Daisyfrumps · 08/01/2017 14:34

But if it's a baby in certain areas, there may not be ward meals at all

OP - are you in a ward where meals can be provided to patients?

Olympiathequeen · 08/01/2017 14:35

OP so it would take half an hour to nip to the canteen and fetch a sandwich? Where was it, Mars?

I shall leave now as my scepticism and sarcasm are getting the better of me.

Fwiw DS regularly stays in hospital and has had several operations and I have never been refused a sandwich on the ward and there is a tea and coffee fund you pay into and help yourself to drinks.

Instead of elevating bfing women to near sainthood why don't you contact PALS and ask if they could ensure there are sandwiches available for parents to pay for and a parents rest room?

Owllady · 08/01/2017 14:35

I don't think the sarcastic reply regarding going on holiday is necessary if you have experience of hospital stays with your children. You'll know how difficult it is yourself.

SolomanDaisy · 08/01/2017 14:36

drinking, in the hospital I was in there were baby monitors, if you wanted to go out you switched it on and it connected to something the nurse carried around, as did the machine monitors. There was an en suite bathroom so I didn't use the monitor for showers etc as I could hear her myself.

Olympiathequeen · 08/01/2017 14:37

Nevertheless I did arrange my own food most of the time as well as DSs

Daisyfrumps · 08/01/2017 14:37

I exclusively fed my 3 for 6 weeks including twins, it wasn't a full time job.

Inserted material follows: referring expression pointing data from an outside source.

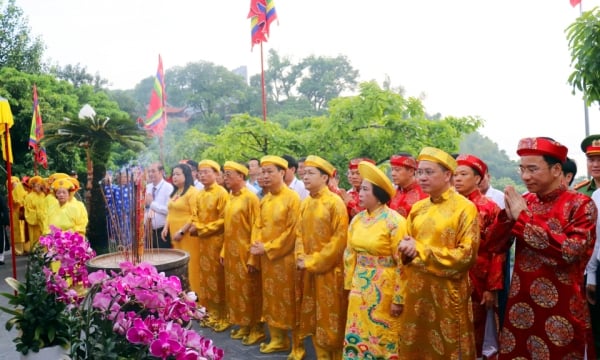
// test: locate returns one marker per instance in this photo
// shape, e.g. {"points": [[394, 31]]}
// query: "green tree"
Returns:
{"points": [[584, 37], [281, 77], [96, 135], [214, 93], [78, 76], [17, 48], [246, 137], [498, 162], [378, 123], [328, 78]]}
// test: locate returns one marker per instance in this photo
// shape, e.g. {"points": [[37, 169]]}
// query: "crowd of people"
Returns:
{"points": [[38, 204], [415, 265]]}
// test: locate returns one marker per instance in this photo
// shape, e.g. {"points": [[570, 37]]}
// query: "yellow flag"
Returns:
{"points": [[5, 119]]}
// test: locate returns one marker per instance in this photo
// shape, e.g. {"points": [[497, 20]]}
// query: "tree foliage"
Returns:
{"points": [[584, 43], [375, 123], [17, 48], [499, 164]]}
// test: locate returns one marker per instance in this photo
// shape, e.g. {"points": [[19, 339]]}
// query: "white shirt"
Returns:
{"points": [[592, 265], [497, 196], [157, 213], [298, 186]]}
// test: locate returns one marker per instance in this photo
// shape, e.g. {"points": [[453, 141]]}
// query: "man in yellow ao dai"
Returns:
{"points": [[243, 294], [320, 244], [436, 322], [273, 238], [208, 226]]}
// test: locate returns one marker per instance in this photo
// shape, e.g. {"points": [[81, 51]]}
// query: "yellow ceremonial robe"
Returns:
{"points": [[36, 216], [371, 273], [437, 321], [209, 220], [18, 225], [321, 240], [276, 229], [243, 294], [181, 211], [70, 216]]}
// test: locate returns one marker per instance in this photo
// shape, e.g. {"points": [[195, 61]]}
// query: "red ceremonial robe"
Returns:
{"points": [[547, 314]]}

I'm taking the OP's use of the phrase 'fully breastfeeding' to mean the baby is being exclusively fed by mum.

Full term breastfeeding denotes exclusive breastfeeding where the NHS obviously can't provide meals for the child.

PurpleMinionMummy · 08/01/2017 14:37

A bf mum is as capable of leaving her baby for half an hour to find some food as a ff mum or any other mum or parent. Anyone with half an ounce of common sense would attempt to feed baby before they go and if baby decides its hungry after they leave it's not going to starve in half an hour.

Who watches the bf babies when their mums go to find food? Who watches the ff babies or the toddlers or the pre-schoolers and every other kid on the ward when their parents go to get food??

NurseRosie · 08/01/2017 14:38

to be fair it's a big hospital and the lifts are a nightmare so yes could actually take half an hour depending on how busy it is.

OP posts:
Owllady · 08/01/2017 14:38

So do I :)

KitKats28 · 08/01/2017 14:38

20 years ago in Bristol Childrens' I got bugger all. DS was 7 weeks and I was breastfeeding in theory, but crappy food meant crappy milk supply. It didn't even occur to me that they should be feeding me. They gave me mini bottles of formula for DS, which I was bloody grateful for! I didn't have anyone to bring me stuff as DH was working full time over an hour away. When DS slept I went to the supermarket up the road for a sandwich.

It seems like many "mummies" push out their common sense along with the placenta!

Daisyfrumps · 08/01/2017 14:39

Full time, that should say... Full term is a different topic!

SnatchedPencil · 08/01/2017 14:39

No, they feed patients but not relatives. You are there to feed your baby but you are not a patient yourself. YABU.